Subitement, j'éprouve une sorte de malaise désagréable apparaissant
Chez moi tout particulièrement lorsque je ne suis pas à l'aise quelque part.
Ce fut le cas ici.
Je laisse tombé le café rien qu'à voir dans quel bordel elle vit,
Surtout la cuisine, j'avais oublié son horreur de la vaisselle, de la propreté,
Ses défauts invivables m'ayant obligé de tout quitter pour aller m'installer ailleurs,
Vivre seul, tout seul, sans elle.
Je pourrai, mais je n'ai pas envie de vous décrire par le détail
Ce spectacle désolant que mes yeux ne voulaient plus voir du tout.
Je regarde au travers de la fenêtre, le soleil vient taper sur la poubelle grande ouverte,
Pleine de détritus et dont l'odeur devient pestilentielle, insupportable.
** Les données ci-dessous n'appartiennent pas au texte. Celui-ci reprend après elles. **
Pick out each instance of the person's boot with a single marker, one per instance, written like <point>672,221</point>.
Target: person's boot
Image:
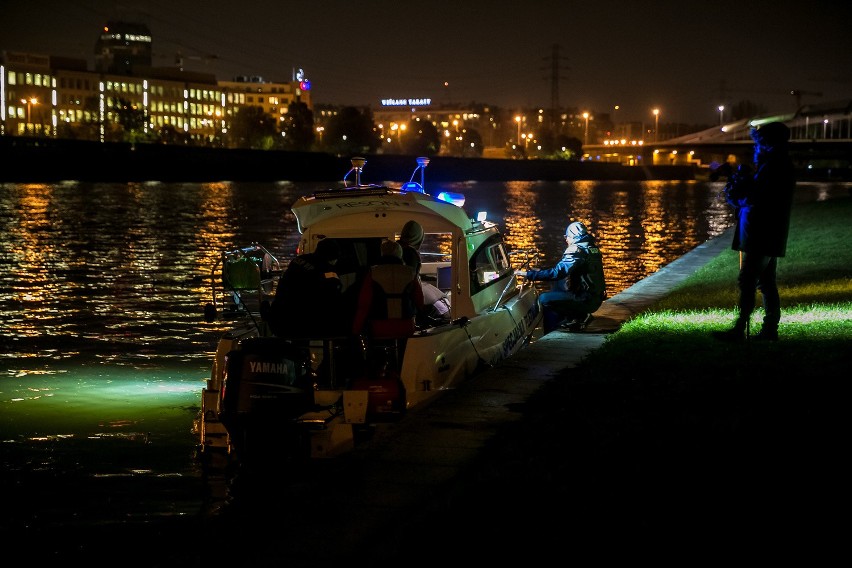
<point>767,333</point>
<point>734,335</point>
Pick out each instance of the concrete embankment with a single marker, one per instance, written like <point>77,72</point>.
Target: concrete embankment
<point>47,160</point>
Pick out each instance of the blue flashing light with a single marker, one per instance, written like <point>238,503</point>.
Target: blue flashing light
<point>412,187</point>
<point>456,199</point>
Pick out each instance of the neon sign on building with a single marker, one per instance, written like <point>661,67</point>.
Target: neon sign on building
<point>406,102</point>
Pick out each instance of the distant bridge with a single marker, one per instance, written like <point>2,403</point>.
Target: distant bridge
<point>820,143</point>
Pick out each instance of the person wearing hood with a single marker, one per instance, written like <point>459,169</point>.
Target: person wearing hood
<point>579,286</point>
<point>436,304</point>
<point>763,199</point>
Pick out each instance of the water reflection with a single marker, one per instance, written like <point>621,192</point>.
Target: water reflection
<point>102,278</point>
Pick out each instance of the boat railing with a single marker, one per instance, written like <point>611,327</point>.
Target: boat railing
<point>248,275</point>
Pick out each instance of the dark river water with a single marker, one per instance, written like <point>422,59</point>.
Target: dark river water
<point>103,347</point>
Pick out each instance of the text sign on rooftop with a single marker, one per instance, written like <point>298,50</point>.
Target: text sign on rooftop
<point>406,102</point>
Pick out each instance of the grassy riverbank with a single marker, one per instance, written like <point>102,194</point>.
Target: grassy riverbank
<point>666,444</point>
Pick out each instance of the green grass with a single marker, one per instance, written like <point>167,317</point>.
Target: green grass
<point>665,441</point>
<point>672,337</point>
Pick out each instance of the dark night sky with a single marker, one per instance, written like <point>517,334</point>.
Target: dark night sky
<point>678,56</point>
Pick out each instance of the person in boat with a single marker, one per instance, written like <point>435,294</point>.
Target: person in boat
<point>579,286</point>
<point>436,310</point>
<point>309,300</point>
<point>389,299</point>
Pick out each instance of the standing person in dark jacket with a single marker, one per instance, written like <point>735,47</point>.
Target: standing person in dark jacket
<point>763,202</point>
<point>579,286</point>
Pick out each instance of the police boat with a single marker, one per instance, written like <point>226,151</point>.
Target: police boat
<point>303,397</point>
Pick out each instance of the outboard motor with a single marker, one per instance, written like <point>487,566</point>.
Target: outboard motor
<point>268,384</point>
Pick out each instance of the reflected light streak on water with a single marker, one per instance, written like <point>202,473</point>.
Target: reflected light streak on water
<point>103,285</point>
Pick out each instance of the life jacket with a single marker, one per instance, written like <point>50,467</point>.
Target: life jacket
<point>393,310</point>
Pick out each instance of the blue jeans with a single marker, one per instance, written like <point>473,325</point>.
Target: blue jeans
<point>757,272</point>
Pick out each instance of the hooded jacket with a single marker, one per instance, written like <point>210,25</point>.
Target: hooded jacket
<point>764,200</point>
<point>579,271</point>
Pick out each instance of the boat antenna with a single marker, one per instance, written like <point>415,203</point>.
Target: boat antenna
<point>357,167</point>
<point>422,162</point>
Hier soir, à coup sûr, elle a dû recevoir un bataillon d'amis sans penser au lendemain,
Sans penser à faire venir la femme de ménage après cette réception de merde,
Que maintenant la cuisine est dans cet état. Alors évidemment les fourmis
Reviennent dans la maison, et de ce désastre elle s'en accommode,
Sans jamais ressentir ni dégout, ni honte.
Je lui demande si ce décor cauchemardesque ne va pas le faire débander
Lorsque devant la propriétaire des lieux il devra montrer pattes blanches,
Et lui de me répondre : " Pourquoi, il n'y a pas de raison ? ". Rien,
Absolument rien ne peut venir à bout de ce bout de chair de mon corps
Avec lequel je suis né et avec qui je mourrai sauf accident fortuit.
Je continue ma route dans ce couloir d'appartement que je connais comme ma poche,
Me dirige vers la porte de la chambre de madame,
Mais je suis arrêté par une voix enfantine frêle, chantante, c'est à l'évidence mon fils,
Je frappe et entre dans cette pièce inondée de soleil. Je laisse en berne
L'espoir de mon autre moi, toujours à me dire ce qu'il faut faire en fonction
De ses besoins orgasmiques. Mon gamin est là, seul, nu, debout,
Accroché à son lit de gosse à barreaux, il a l'air bien propre,
Fausta a dû s'en occuper ce matin et aller se recoucher tranquillement ensuite.